Selon lui, les emplois dans le secteur manufacturier ont été considérablement touchés au cours de la dernière année. En outre, le déclin de l’emploi ouvrier a été encore plus marqué, la croissance de l’emploi étant principalement concentrée dans les soins de santé, un secteur sans rapport avec la politique commerciale.

Les données soutiennent les affirmations de Stiglitz.

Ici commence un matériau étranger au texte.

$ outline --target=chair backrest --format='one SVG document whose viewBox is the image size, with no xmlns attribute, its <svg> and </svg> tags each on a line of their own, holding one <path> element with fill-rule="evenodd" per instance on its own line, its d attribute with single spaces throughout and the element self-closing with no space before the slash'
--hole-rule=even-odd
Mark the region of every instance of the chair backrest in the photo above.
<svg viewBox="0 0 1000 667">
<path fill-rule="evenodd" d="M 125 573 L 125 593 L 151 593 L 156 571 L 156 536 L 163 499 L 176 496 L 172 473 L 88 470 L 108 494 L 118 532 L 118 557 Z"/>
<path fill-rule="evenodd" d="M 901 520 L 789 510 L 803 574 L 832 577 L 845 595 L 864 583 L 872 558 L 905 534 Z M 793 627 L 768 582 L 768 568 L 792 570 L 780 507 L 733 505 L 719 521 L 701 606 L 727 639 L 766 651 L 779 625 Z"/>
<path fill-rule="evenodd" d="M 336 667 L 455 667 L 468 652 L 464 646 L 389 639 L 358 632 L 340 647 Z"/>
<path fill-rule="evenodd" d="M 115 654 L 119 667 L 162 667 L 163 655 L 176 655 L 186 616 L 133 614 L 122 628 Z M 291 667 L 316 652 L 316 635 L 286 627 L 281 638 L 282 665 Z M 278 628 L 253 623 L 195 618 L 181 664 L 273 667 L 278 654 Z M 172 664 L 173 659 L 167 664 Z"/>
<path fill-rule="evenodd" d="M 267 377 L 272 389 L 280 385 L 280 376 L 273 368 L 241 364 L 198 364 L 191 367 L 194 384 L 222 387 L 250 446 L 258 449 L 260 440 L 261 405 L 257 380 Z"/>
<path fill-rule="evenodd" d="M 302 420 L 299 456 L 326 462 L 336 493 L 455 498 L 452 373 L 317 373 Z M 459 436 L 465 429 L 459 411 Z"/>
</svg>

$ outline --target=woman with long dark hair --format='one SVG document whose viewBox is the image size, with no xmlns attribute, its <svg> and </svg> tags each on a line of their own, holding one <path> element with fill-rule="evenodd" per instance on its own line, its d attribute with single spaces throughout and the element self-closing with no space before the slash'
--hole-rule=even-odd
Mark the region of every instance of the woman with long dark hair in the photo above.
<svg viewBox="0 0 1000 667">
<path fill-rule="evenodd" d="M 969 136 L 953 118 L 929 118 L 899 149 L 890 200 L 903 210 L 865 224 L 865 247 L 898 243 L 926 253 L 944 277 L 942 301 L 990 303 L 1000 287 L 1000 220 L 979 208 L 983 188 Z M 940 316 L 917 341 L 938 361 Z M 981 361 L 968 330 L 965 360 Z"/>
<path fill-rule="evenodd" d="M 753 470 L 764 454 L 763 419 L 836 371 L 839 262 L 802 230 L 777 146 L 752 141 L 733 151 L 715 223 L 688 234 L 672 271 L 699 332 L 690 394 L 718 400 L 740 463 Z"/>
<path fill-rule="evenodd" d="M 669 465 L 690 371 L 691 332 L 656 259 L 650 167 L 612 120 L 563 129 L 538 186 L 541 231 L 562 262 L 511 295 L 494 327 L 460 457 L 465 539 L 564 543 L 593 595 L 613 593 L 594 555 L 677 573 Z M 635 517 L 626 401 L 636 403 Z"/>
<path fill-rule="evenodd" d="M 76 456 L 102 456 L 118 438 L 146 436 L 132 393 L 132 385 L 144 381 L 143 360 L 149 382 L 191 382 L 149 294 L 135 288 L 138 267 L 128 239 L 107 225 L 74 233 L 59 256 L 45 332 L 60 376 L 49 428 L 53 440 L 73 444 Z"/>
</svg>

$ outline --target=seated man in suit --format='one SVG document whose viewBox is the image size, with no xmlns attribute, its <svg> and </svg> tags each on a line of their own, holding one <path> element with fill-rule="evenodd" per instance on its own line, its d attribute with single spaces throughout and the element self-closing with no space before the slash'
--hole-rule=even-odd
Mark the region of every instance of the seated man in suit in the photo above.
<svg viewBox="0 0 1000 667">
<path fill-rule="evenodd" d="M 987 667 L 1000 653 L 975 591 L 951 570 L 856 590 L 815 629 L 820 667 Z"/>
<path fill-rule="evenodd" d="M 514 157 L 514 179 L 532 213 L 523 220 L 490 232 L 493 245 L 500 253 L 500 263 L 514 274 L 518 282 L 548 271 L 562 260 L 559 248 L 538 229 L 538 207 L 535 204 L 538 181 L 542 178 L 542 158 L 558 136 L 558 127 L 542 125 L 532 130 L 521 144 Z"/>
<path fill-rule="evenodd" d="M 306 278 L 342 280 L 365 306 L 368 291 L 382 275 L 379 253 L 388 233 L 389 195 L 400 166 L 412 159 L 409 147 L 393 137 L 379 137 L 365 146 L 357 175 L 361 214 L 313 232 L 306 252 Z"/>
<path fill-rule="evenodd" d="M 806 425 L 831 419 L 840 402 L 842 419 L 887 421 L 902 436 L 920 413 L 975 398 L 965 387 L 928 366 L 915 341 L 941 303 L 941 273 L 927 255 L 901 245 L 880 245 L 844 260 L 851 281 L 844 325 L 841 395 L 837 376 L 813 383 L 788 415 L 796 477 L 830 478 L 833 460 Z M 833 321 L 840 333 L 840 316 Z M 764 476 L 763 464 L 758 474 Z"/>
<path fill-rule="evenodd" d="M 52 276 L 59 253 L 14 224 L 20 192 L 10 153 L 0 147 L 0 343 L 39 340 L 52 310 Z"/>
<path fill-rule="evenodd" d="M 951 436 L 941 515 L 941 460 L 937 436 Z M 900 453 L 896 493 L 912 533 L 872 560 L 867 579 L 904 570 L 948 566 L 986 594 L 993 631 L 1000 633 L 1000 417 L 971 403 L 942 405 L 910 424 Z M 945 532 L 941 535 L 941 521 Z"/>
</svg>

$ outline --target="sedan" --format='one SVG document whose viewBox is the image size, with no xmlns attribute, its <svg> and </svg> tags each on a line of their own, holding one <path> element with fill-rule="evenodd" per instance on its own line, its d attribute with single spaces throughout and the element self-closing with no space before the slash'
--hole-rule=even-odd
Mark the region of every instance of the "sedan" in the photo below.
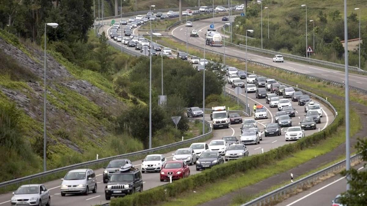
<svg viewBox="0 0 367 206">
<path fill-rule="evenodd" d="M 223 164 L 224 161 L 221 154 L 217 152 L 206 151 L 201 153 L 196 161 L 196 170 L 210 168 L 217 165 Z"/>
<path fill-rule="evenodd" d="M 179 180 L 190 176 L 190 168 L 184 162 L 170 161 L 162 168 L 160 174 L 161 182 L 165 180 Z"/>
<path fill-rule="evenodd" d="M 11 205 L 50 205 L 50 190 L 43 184 L 27 184 L 19 187 L 10 199 Z"/>
<path fill-rule="evenodd" d="M 265 136 L 281 135 L 280 126 L 278 123 L 269 123 L 265 127 Z"/>
</svg>

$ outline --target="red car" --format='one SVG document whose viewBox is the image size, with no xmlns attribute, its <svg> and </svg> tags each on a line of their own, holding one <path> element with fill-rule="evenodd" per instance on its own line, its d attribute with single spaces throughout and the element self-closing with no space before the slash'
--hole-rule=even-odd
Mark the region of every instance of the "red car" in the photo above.
<svg viewBox="0 0 367 206">
<path fill-rule="evenodd" d="M 186 163 L 182 161 L 167 162 L 160 172 L 161 182 L 164 180 L 169 180 L 171 176 L 172 180 L 178 180 L 189 176 L 190 168 Z"/>
</svg>

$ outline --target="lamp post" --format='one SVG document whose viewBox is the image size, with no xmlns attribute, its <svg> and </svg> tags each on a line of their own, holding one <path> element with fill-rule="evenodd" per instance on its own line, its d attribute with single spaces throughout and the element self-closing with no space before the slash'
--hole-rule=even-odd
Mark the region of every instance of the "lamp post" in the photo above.
<svg viewBox="0 0 367 206">
<path fill-rule="evenodd" d="M 249 29 L 246 30 L 246 111 L 248 112 L 248 96 L 247 93 L 247 32 L 252 33 L 254 30 Z M 249 114 L 250 115 L 251 114 Z"/>
<path fill-rule="evenodd" d="M 43 74 L 43 86 L 44 88 L 43 89 L 43 171 L 47 171 L 47 168 L 46 166 L 46 149 L 47 148 L 47 138 L 46 136 L 46 26 L 52 26 L 52 28 L 56 28 L 59 25 L 56 23 L 45 23 L 45 45 L 44 45 L 44 67 Z"/>
<path fill-rule="evenodd" d="M 152 7 L 156 7 L 155 5 L 150 5 L 149 7 L 149 14 L 152 14 Z M 152 20 L 150 22 L 150 49 L 149 49 L 149 148 L 152 148 Z"/>
<path fill-rule="evenodd" d="M 308 57 L 307 55 L 307 5 L 306 4 L 302 4 L 301 5 L 302 7 L 306 7 L 306 57 Z"/>
<path fill-rule="evenodd" d="M 268 9 L 269 7 L 264 7 L 264 9 L 266 10 L 266 12 L 268 13 L 268 39 L 270 38 L 270 36 L 269 35 L 269 10 Z"/>
<path fill-rule="evenodd" d="M 359 10 L 359 48 L 358 48 L 358 56 L 359 57 L 359 63 L 358 68 L 361 69 L 361 10 L 359 8 L 356 8 L 354 10 Z"/>
</svg>

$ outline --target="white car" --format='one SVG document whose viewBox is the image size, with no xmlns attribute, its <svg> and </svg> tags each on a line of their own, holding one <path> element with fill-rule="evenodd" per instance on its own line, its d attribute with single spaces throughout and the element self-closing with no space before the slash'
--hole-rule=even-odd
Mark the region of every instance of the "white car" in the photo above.
<svg viewBox="0 0 367 206">
<path fill-rule="evenodd" d="M 283 107 L 287 107 L 287 106 L 291 106 L 292 104 L 289 101 L 288 99 L 282 99 L 279 100 L 279 103 L 278 103 L 278 111 L 281 110 L 281 108 Z"/>
<path fill-rule="evenodd" d="M 163 48 L 163 53 L 168 53 L 170 54 L 172 54 L 172 51 L 171 49 L 168 47 L 164 47 Z"/>
<path fill-rule="evenodd" d="M 209 150 L 218 152 L 221 155 L 225 153 L 228 144 L 227 144 L 226 140 L 213 140 L 209 144 Z"/>
<path fill-rule="evenodd" d="M 286 132 L 286 141 L 297 140 L 305 137 L 304 130 L 300 126 L 291 126 Z"/>
<path fill-rule="evenodd" d="M 240 78 L 240 77 L 237 74 L 230 74 L 228 76 L 227 80 L 228 84 L 232 84 L 232 83 L 233 83 L 233 81 L 235 80 L 241 80 L 241 79 Z"/>
<path fill-rule="evenodd" d="M 273 58 L 273 61 L 275 62 L 284 62 L 284 59 L 283 58 L 283 56 L 281 55 L 275 55 L 274 57 Z"/>
<path fill-rule="evenodd" d="M 255 83 L 255 80 L 256 78 L 256 75 L 254 75 L 253 74 L 248 75 L 247 78 L 246 78 L 246 81 L 247 81 L 247 83 Z"/>
<path fill-rule="evenodd" d="M 166 158 L 161 154 L 149 155 L 142 161 L 141 172 L 142 173 L 146 172 L 159 172 L 166 162 Z"/>
<path fill-rule="evenodd" d="M 192 22 L 186 22 L 186 26 L 191 26 L 192 27 Z"/>
</svg>

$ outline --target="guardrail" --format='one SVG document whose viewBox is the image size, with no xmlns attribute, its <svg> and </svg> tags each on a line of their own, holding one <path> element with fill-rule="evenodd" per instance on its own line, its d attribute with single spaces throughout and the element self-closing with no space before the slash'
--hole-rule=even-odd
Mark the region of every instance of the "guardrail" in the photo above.
<svg viewBox="0 0 367 206">
<path fill-rule="evenodd" d="M 350 157 L 351 162 L 353 162 L 362 158 L 359 154 L 355 155 Z M 241 206 L 266 205 L 272 201 L 277 201 L 281 199 L 282 197 L 289 192 L 296 191 L 298 188 L 308 185 L 317 181 L 321 177 L 331 173 L 337 172 L 345 167 L 345 160 L 342 160 L 334 165 L 313 174 L 288 184 L 279 189 L 265 194 L 250 202 L 241 205 Z"/>
<path fill-rule="evenodd" d="M 190 120 L 190 121 L 197 120 L 197 119 L 193 118 L 189 118 L 188 119 Z M 111 160 L 112 160 L 113 159 L 118 159 L 120 158 L 126 158 L 137 155 L 144 154 L 149 152 L 152 152 L 157 151 L 160 150 L 168 149 L 174 147 L 176 147 L 177 146 L 179 146 L 182 144 L 186 144 L 186 143 L 191 142 L 192 141 L 193 141 L 196 140 L 199 140 L 204 137 L 206 137 L 208 135 L 210 135 L 211 134 L 212 132 L 212 129 L 211 127 L 211 126 L 210 123 L 209 122 L 208 122 L 207 121 L 205 121 L 205 124 L 207 125 L 207 126 L 208 127 L 208 128 L 209 128 L 209 131 L 207 133 L 206 133 L 204 135 L 200 135 L 199 136 L 197 136 L 197 137 L 193 137 L 188 140 L 185 140 L 180 141 L 177 142 L 175 142 L 174 143 L 172 143 L 166 145 L 164 145 L 163 146 L 157 147 L 155 147 L 154 148 L 152 148 L 151 149 L 148 149 L 146 150 L 143 150 L 138 151 L 137 152 L 130 152 L 130 153 L 127 153 L 126 154 L 117 155 L 109 157 L 103 158 L 102 159 L 99 159 L 92 160 L 91 161 L 88 161 L 88 162 L 84 162 L 78 163 L 77 164 L 75 164 L 71 165 L 66 166 L 65 167 L 63 167 L 62 168 L 57 168 L 49 170 L 48 171 L 45 172 L 40 172 L 39 173 L 37 173 L 37 174 L 32 174 L 31 175 L 29 175 L 28 176 L 26 176 L 26 177 L 21 177 L 20 178 L 14 179 L 14 180 L 9 180 L 8 181 L 6 181 L 6 182 L 3 182 L 0 183 L 0 187 L 6 187 L 7 186 L 11 185 L 13 184 L 19 183 L 26 181 L 29 181 L 29 180 L 33 180 L 33 179 L 40 178 L 43 177 L 44 177 L 47 175 L 52 174 L 61 172 L 75 169 L 77 168 L 80 168 L 81 167 L 88 166 L 90 165 L 99 164 L 100 163 L 103 163 L 103 162 L 110 161 Z"/>
</svg>

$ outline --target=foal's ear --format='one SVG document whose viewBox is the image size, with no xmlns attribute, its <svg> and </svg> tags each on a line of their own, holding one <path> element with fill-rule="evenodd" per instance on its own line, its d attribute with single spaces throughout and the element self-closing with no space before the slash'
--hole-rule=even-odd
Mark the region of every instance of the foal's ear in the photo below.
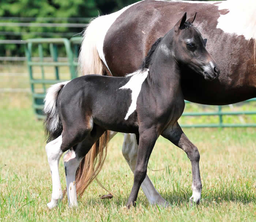
<svg viewBox="0 0 256 222">
<path fill-rule="evenodd" d="M 174 31 L 177 32 L 180 29 L 181 26 L 184 24 L 186 19 L 187 19 L 187 12 L 185 12 L 182 16 L 182 18 L 179 20 L 178 22 L 176 23 L 174 26 Z"/>
<path fill-rule="evenodd" d="M 196 14 L 195 14 L 195 15 L 193 16 L 192 16 L 192 17 L 191 17 L 188 19 L 187 21 L 188 22 L 190 22 L 191 24 L 192 24 L 194 21 L 195 21 L 195 19 L 196 18 L 196 14 L 197 14 L 197 12 L 196 12 Z"/>
</svg>

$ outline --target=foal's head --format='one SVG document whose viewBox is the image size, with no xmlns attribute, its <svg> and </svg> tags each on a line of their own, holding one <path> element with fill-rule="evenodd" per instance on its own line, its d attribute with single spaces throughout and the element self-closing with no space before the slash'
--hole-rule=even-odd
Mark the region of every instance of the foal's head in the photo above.
<svg viewBox="0 0 256 222">
<path fill-rule="evenodd" d="M 220 70 L 206 49 L 201 34 L 192 24 L 196 15 L 186 21 L 185 13 L 162 40 L 169 43 L 172 54 L 181 68 L 188 67 L 211 80 L 218 77 Z"/>
</svg>

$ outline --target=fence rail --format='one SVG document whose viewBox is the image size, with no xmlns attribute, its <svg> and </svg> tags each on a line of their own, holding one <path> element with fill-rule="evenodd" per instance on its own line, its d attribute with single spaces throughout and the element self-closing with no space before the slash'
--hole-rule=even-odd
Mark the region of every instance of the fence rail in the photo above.
<svg viewBox="0 0 256 222">
<path fill-rule="evenodd" d="M 256 98 L 254 98 L 249 99 L 245 102 L 256 102 Z M 191 103 L 189 101 L 185 100 L 186 103 Z M 256 110 L 254 111 L 223 111 L 222 106 L 218 106 L 218 111 L 215 112 L 184 112 L 182 115 L 183 116 L 219 116 L 219 122 L 218 123 L 208 123 L 206 124 L 181 124 L 182 127 L 256 127 L 256 123 L 240 123 L 240 124 L 227 124 L 223 123 L 223 117 L 225 115 L 256 115 Z"/>
<path fill-rule="evenodd" d="M 0 44 L 26 44 L 25 46 L 26 46 L 26 57 L 0 57 L 0 61 L 24 61 L 25 58 L 26 58 L 33 99 L 33 106 L 35 113 L 38 119 L 43 119 L 45 118 L 42 112 L 44 106 L 43 99 L 48 86 L 52 84 L 74 79 L 77 76 L 76 68 L 78 64 L 74 59 L 78 57 L 79 45 L 81 43 L 81 39 L 82 38 L 80 37 L 74 37 L 69 40 L 63 38 L 48 38 L 32 39 L 24 41 L 0 40 Z M 50 48 L 50 57 L 44 57 L 43 56 L 42 44 L 44 43 L 48 44 Z M 59 45 L 64 46 L 65 47 L 67 54 L 66 57 L 59 57 L 57 46 Z M 33 47 L 33 49 L 34 49 L 35 46 L 37 47 L 38 53 L 38 56 L 32 57 L 32 46 Z M 69 79 L 60 78 L 59 68 L 64 66 L 69 67 L 70 75 L 68 78 Z M 37 73 L 33 72 L 32 67 L 34 66 L 41 67 L 40 73 L 39 73 L 38 72 Z M 48 79 L 45 75 L 44 68 L 51 66 L 54 68 L 54 73 L 52 73 L 52 76 L 55 76 L 55 79 Z M 6 73 L 4 74 L 5 75 Z M 41 78 L 39 79 L 38 79 L 39 74 L 41 76 Z M 34 75 L 37 76 L 36 78 L 34 77 Z M 38 89 L 38 88 L 36 89 L 35 86 L 38 85 L 42 86 L 41 88 Z M 8 90 L 5 91 L 9 91 L 10 90 L 10 89 L 8 89 Z M 256 98 L 249 99 L 246 102 L 256 102 Z M 190 102 L 187 101 L 185 101 L 185 102 L 187 104 L 190 103 Z M 205 112 L 185 112 L 183 113 L 182 116 L 198 117 L 214 116 L 218 117 L 218 123 L 181 124 L 181 126 L 186 127 L 256 127 L 256 123 L 244 123 L 242 122 L 239 124 L 227 124 L 223 122 L 223 117 L 227 115 L 256 115 L 256 110 L 227 111 L 223 110 L 222 106 L 216 106 L 216 107 L 217 108 L 216 111 Z"/>
</svg>

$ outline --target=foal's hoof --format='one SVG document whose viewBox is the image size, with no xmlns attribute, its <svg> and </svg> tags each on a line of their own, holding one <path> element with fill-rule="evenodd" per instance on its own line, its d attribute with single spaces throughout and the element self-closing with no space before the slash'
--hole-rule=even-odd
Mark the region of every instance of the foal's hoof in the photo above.
<svg viewBox="0 0 256 222">
<path fill-rule="evenodd" d="M 54 207 L 56 207 L 59 204 L 59 202 L 61 201 L 61 200 L 52 200 L 51 202 L 47 204 L 48 208 L 50 210 Z"/>
<path fill-rule="evenodd" d="M 135 202 L 133 203 L 130 203 L 128 204 L 128 203 L 127 203 L 126 204 L 126 207 L 127 208 L 127 209 L 130 209 L 130 208 L 132 206 L 133 206 L 133 207 L 136 207 L 136 203 Z"/>
<path fill-rule="evenodd" d="M 199 196 L 198 195 L 195 195 L 193 194 L 189 198 L 190 206 L 192 207 L 195 204 L 198 205 L 200 203 L 200 199 L 201 196 Z"/>
</svg>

Emplois dans le secteur manufacturier (baisse d’une année sur l’autre) : la masse salariale dans le secteur manufacturier a totalisé 12,59 milliards en janvier 2026, contre 12,673 millions en janvier 2025, soit une baisse de 83 000 emplois. Les emplois manuels sont plus durement touchés : les emplois de production et les emplois non de supervision dans les transports et l’entreposage sont tombés à 5,77 millions en janvier 2026, contre 5,87 millions en janvier 2026. 2025 (101 500 emplois en chute libre). Croissance de l’emploi dans le secteur de la santé : L’emploi dans le secteur de la santé et de l’assistance sociale a augmenté de 23,72 millions en janvier 2026, contre 22,96 millions un an plus tôt (jusqu’à 757 700 emplois). Source : Bureau américain des statistiques du travail

Il a également ciblé les institutions.

Il estime notamment que le Conseil des conseillers économiques de Trump a « gaspillé » la crédibilité et craint pour la crédibilité de la Réserve fédérale.

En outre, il affirme que les affirmations « fantaisistes » selon lesquelles la productivité induite par l’IA entraînerait une baisse des taux d’intérêt dans un avenir pas trop lointain ne reposent pas sur des preuves macroéconomiques sérieuses.

Ces préoccupations sont similaires à celles évoquées par l’économiste du FMI Pierre-Olivier Gourinchas dans mon article du mois dernier, renforçant l’importance cruciale de l’indépendance de la banque centrale.